Visualizo una oscuridad fluida, sin forma, sin principio ni final. Yo camino por ahí. Camino un buen rato hasta que, hacia el horizonte, observo un punto de luz. Sé que ese ínfimo punto de luz está en mi interior. Hacia allá voy. A medida que me acerco, va agrandándose.
El resplandor de la luz reverbera, nos trae un ardor en todo el cuerpo, y ese ardor es el que nos muestra un camino. El punto de luz se hace cada vez más grande. Lo rodea una oscuridad sólida. Una luz como una burbuja en la enorme masa sin forma de lo oscuro. De pronto, nos encontramos con una fogata. Nos acercamos. Sentimos su calor, primero en la cara, luego en todo el cuerpo. Un calor que nos llega como un viento que nos acaricia, que se desparrama por nuestra sangre. Oímos el chisporroteo de la fogata, las lenguas de fuego que consumen la materia.
La fogata empieza a crecer más y más y más. Crece y crece y ahora vemos que sus lenguas de fuego, su enorme expansión, se alza por encima de nosotros. Un fuego enorme, central, que parece absorberme. Percibo en ese fuego algo que me pertenece: quedo encandilado, absorbido, hipnotizado. Busco, indago aquello que me pertenece. Las llamas me atraen y me caigo en ellas. El fuego me absorbe y caigo y caigo. Pero yo soy el fuego. Mi sangre, mi respiración, mi alma: todo es fuego. Registro el bullir del fuego en mi sangre.
Ahora veo un mar de lava ardiente, incandescente, luminoso: amarillo, rojo, naranja, azul. Un mar infinito, ilimitado. Olas altas, olas de lava que llegan hasta lo más alto, lava viva, lava fogosa. Un fuego de lava que nos abrasa, nos lame. Todo está en ebullición. Oímos un trueno, el trueno más ruidoso y espontáneo que nunca antes oímos. Nos ensordece, nos aturde. Un trueno como jamás volveremos a oír. El mar de lava, ese mar de colores fosforescentes, se parte en dos. Un nuevo trueno sacude todo y el mar se fragmenta. Más truenos, volvemos a oírlos, pero el mar sigue fragmentándose más y más.
El océano se ha transformado en cielo. Ahora nos encontramos con una mancha de luz formada por la infinita cantidad de estrellas individuales. Observemos el cielo plagado de estrellas, silenciosas, infinitas. Incontables, interminables.
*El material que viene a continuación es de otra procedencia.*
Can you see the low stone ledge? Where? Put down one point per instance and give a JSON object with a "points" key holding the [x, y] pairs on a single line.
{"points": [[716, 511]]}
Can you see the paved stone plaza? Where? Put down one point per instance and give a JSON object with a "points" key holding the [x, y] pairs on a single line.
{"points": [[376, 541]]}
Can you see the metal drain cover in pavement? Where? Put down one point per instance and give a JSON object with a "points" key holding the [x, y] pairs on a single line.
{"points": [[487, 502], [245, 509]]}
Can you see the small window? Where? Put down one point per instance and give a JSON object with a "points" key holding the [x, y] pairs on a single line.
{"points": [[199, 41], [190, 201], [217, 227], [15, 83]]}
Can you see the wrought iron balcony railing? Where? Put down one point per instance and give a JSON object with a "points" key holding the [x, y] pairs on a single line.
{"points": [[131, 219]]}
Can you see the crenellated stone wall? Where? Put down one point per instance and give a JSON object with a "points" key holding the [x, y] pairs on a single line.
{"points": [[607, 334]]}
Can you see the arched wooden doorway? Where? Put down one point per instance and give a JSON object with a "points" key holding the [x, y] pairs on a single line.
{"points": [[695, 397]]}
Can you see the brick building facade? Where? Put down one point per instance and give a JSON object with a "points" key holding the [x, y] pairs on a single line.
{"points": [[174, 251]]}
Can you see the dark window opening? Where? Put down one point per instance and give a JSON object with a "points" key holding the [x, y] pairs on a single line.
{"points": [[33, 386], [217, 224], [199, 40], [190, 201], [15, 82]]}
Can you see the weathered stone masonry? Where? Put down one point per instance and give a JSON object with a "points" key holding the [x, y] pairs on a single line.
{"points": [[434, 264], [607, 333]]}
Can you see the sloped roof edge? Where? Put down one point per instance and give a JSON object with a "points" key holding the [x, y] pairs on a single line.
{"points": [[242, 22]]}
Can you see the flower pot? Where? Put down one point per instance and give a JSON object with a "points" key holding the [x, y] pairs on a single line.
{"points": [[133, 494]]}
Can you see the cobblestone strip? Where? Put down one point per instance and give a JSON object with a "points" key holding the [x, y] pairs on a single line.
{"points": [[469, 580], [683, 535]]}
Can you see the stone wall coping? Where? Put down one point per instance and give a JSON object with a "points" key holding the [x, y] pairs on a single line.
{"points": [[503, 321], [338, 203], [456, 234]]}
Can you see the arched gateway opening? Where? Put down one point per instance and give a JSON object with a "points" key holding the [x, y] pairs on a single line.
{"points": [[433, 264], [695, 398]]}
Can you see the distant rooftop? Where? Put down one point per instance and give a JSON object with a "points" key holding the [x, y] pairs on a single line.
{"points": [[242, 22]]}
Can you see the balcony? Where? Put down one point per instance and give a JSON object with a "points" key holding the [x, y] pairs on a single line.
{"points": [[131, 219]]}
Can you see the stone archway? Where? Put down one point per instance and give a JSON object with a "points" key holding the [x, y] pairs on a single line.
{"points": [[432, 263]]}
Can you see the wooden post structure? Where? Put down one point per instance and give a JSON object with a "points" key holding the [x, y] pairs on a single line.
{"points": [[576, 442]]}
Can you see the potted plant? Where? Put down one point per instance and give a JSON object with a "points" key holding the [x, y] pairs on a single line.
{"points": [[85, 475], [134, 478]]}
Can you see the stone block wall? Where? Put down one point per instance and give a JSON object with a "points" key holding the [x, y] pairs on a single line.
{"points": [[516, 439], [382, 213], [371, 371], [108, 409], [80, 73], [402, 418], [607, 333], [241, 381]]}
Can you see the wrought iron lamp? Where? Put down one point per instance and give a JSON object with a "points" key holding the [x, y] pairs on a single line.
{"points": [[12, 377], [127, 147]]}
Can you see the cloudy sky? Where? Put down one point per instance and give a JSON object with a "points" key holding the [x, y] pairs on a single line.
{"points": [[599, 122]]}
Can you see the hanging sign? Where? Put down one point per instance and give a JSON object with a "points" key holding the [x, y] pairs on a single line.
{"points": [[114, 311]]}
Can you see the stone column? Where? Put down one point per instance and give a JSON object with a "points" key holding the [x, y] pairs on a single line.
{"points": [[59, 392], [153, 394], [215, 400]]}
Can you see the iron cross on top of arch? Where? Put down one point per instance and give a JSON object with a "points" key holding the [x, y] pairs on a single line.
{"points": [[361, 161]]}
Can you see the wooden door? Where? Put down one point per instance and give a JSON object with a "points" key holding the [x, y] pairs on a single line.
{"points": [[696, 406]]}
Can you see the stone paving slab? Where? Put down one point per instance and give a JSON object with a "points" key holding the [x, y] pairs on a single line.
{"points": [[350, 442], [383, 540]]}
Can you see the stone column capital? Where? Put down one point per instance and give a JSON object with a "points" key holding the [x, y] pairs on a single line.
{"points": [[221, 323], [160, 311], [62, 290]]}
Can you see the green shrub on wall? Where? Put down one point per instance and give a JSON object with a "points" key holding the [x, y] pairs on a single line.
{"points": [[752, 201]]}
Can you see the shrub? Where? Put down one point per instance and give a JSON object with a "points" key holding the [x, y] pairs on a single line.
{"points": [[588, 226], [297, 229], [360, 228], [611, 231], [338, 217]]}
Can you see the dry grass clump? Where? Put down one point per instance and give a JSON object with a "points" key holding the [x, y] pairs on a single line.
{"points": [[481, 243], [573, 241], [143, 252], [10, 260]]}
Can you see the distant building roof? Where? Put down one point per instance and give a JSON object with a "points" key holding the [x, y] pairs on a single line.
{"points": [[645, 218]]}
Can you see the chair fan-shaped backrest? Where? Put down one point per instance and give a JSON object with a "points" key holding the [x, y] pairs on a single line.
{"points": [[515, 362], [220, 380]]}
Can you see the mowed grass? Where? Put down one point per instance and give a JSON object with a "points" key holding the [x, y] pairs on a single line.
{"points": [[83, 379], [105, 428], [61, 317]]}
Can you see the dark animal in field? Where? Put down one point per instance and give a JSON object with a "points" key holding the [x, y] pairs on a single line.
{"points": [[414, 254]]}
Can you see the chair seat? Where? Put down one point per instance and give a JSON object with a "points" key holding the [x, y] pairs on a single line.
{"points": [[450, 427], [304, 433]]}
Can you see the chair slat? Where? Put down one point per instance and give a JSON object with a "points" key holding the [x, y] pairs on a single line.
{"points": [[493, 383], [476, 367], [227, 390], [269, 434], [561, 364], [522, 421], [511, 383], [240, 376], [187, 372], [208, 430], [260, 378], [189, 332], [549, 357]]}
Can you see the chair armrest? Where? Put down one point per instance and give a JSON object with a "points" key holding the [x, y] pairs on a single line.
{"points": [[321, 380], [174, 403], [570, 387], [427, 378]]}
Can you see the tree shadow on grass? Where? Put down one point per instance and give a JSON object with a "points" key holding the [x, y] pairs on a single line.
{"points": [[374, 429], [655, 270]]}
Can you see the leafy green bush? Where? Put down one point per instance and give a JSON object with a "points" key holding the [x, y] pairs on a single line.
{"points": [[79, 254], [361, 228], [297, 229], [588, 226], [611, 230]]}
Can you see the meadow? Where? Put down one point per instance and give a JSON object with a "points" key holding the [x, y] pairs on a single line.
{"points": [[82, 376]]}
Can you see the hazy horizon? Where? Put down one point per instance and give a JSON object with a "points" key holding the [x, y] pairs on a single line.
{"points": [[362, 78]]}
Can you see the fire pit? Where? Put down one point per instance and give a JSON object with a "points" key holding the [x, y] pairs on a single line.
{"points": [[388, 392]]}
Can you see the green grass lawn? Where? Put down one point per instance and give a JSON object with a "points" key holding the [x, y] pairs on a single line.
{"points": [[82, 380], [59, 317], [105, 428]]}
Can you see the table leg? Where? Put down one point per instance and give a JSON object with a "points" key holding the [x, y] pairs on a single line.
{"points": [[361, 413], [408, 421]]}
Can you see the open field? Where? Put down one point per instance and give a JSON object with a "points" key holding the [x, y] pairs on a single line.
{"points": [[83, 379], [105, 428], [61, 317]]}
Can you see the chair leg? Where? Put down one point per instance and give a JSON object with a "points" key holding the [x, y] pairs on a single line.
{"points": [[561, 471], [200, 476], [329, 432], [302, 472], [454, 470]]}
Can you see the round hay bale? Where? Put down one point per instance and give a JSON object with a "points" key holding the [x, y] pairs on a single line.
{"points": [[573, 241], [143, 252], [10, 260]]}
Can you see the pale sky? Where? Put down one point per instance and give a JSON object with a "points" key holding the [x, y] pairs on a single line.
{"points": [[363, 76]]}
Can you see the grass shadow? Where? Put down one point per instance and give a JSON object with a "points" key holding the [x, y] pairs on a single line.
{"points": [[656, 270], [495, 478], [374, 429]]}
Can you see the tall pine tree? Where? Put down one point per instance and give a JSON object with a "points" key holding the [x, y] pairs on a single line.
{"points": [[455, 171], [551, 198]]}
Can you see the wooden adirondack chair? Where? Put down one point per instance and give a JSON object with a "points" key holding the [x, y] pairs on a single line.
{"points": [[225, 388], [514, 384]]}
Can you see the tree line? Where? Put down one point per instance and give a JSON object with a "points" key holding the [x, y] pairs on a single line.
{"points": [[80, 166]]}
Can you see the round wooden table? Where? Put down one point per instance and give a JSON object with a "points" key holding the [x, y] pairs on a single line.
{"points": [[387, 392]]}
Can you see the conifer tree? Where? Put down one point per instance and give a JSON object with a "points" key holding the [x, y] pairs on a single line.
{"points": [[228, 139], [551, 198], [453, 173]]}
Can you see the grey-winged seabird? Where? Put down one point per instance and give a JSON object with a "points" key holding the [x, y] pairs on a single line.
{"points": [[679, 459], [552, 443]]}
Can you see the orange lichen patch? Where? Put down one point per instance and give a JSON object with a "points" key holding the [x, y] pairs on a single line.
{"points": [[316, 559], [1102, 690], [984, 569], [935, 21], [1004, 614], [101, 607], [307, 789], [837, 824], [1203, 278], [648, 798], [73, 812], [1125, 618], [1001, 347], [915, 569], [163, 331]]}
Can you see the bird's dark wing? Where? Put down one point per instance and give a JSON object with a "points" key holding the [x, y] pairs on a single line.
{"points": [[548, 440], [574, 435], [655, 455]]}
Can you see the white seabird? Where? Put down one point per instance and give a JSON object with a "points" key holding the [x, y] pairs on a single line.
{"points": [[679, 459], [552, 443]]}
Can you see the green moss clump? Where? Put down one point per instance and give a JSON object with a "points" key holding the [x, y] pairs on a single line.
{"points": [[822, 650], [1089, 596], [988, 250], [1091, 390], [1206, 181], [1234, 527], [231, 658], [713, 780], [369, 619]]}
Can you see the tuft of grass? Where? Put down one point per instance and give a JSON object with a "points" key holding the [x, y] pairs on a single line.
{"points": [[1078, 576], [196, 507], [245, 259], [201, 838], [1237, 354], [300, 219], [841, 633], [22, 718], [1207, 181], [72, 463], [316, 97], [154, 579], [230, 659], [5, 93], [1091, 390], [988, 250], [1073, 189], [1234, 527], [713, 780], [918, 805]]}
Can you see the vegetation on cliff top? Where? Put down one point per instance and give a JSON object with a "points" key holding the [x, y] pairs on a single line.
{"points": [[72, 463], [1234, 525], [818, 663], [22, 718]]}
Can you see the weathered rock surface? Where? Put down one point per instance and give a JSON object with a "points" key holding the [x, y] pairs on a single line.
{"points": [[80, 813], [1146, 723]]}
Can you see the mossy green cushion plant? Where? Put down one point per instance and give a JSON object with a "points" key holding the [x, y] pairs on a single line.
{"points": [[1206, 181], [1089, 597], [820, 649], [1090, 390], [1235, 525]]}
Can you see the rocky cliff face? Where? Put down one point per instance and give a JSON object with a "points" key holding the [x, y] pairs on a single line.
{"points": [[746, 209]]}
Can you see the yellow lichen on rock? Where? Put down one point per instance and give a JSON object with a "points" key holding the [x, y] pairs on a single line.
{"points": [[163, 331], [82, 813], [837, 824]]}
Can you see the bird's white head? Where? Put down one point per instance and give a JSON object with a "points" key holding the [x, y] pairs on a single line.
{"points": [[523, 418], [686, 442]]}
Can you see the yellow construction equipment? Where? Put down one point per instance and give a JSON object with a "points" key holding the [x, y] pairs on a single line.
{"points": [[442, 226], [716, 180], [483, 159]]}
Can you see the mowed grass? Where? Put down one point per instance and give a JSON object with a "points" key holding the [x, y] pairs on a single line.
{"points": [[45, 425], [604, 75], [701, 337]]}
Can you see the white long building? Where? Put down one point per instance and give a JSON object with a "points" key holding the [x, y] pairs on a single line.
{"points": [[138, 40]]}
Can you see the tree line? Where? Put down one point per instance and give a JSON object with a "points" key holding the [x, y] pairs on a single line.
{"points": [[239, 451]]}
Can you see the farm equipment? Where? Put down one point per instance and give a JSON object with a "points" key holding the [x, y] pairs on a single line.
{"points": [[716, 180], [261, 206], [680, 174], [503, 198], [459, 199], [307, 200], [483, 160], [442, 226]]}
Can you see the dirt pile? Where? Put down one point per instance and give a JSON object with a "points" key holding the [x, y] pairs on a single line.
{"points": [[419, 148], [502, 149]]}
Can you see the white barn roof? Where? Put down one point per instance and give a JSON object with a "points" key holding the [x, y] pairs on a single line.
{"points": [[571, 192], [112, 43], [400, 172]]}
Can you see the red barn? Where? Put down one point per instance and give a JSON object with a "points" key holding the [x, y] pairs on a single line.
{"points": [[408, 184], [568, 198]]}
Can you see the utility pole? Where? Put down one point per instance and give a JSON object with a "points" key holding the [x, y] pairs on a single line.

Puntos de luz viva que no terminan nunca. Ahora vemos que todas las estrellas empiezan a transformarse en arena. Cada estrella, un granito de arena. Y empiezan a caer como por un reloj de arena.
De pronto, nos encontramos en un desierto enorme, un océano de arena. Norte, sur, este, oeste: todo es arena amarilla, que refleja el fulgor vivo del sol. Caminamos por ahí. Hace años y días que venimos caminando por él. Registremos cómo el sol se repite en la arena, y la hace vibrar de pura energía. Todo brilla. Nos agachamos. Tendemos la mano. Tomamos un puñado de arena caliente. Nos estremecemos del calor de la mano. Soltamos, poco a poco, el puñado de arena. Oímos cómo cae. Nos sacudimos las manos y seguimos caminando.
Luego de un rato, vemos que en nuestras manos quedó un granito de arena, único, individual. Lo tomamos casi sorprendidos. Lo miramos bien. Sientan ese granito de arena. Obsérvenlo en toda su magnitud. Ese único granito de arena es el sol. Todo el desierto con sus infinitos granitos de arena es la galaxia, una sola, donde el sol nuestro de cada día es apenas un habitante tan pequeño como el granito de arena.
Veamos al sol con sus olas de fuego vibrando. Veamos su punto de luz, su círculo perfecto, irradiante. Registremos esa potencia del sol en nuestro cuerpo, cómo hay algo en él que brilla y vive y da fuego y da y da sin parar y es pura vida y pura potencia. Tomemos contacto con nuestra potencia de estar vivos, de poder y dinamismo, de adrenalina y de pasión. Sintamos la vida misma del fuego.